Following the January earthquake, mobile phones were also everywhere: the media seemed to want to give them credit for saving, rescuing, and rebuilding Haiti: the 4636 Emergency Information Service shortcode, the US$22m in donations to the Red Cross, the use of apps as a first responder. These were all savvy, even unprecedented uses of mobile, but in some ways only drove home a point - mobile is ubiquitous now (and here), and when we think about how to communicate, we need to include mobile as an infrastructure, a device, a platform, and a behavior.

That's why when the NDI Haiti office expressed an interest in helping partners using mobiles to communicate with their communities, it seemed like a natural next step. NDI Haiti has a longstanding relationship working with community groups to help them prioritize and organize around community needs.
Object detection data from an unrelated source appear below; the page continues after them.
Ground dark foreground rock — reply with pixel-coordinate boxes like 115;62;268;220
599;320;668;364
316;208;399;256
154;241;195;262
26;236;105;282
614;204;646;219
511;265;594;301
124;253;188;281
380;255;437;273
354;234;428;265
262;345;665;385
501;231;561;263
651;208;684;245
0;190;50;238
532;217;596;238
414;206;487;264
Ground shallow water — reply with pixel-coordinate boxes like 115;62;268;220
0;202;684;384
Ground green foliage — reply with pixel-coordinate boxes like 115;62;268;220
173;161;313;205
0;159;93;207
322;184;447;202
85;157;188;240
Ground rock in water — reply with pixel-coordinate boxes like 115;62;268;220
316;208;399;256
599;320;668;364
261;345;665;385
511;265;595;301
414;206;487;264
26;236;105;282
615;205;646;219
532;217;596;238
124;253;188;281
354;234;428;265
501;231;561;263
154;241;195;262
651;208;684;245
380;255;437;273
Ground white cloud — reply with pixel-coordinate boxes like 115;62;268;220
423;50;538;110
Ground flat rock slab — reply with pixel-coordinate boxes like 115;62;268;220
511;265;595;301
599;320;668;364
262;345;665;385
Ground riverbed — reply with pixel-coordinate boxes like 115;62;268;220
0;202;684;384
Many of these groups were located in areas devastated by the earthquake, and in the aftermath set up ‘Centres d’Information’ to help share government, aid group, and civil society organization information with citizens. On average, these centers are visited by 5-10 people a day, looking for resources on the reconstruction, elections, security, and more.

The Information Centers do a fantastic job of centralizing information in one location, but that very centralization is a conundrum; the degree of displacement, along with more prosaic challenges to communications in Haiti, have made it difficult to get information to people once they’ve come and gone from the centers. As the Information Center members prepare to do civic education and Get Out the Vote efforts (GOTV) for the November general elections, the need to push information took on an increased urgency.

Early on, the partners and NDI decided we would use FrontlineSMS; while the contact management feature is not quite as smooth as we’d like, the sheer functionality of being able to send bulk SMS without an internet connection is unbeatable. To get up and running, we've spent the week meeting with the field coordinators and thinking about data collection, communications and information needs. This feedback will help us decide how, when, and where to deploy FrontlineSMS to the best effect.

It won't be completely straightforward: the partner groups raised questions about cost, frequency, and trust; all issues that will have to be addressed in the coming weeks. The new computers will arrive in the Centers by the end of the month, and someone from the ICT team will return to Haiti to run trainings at the centers. They'll have difficult questions as they work with partners to find meaningful answers and measurable community impact.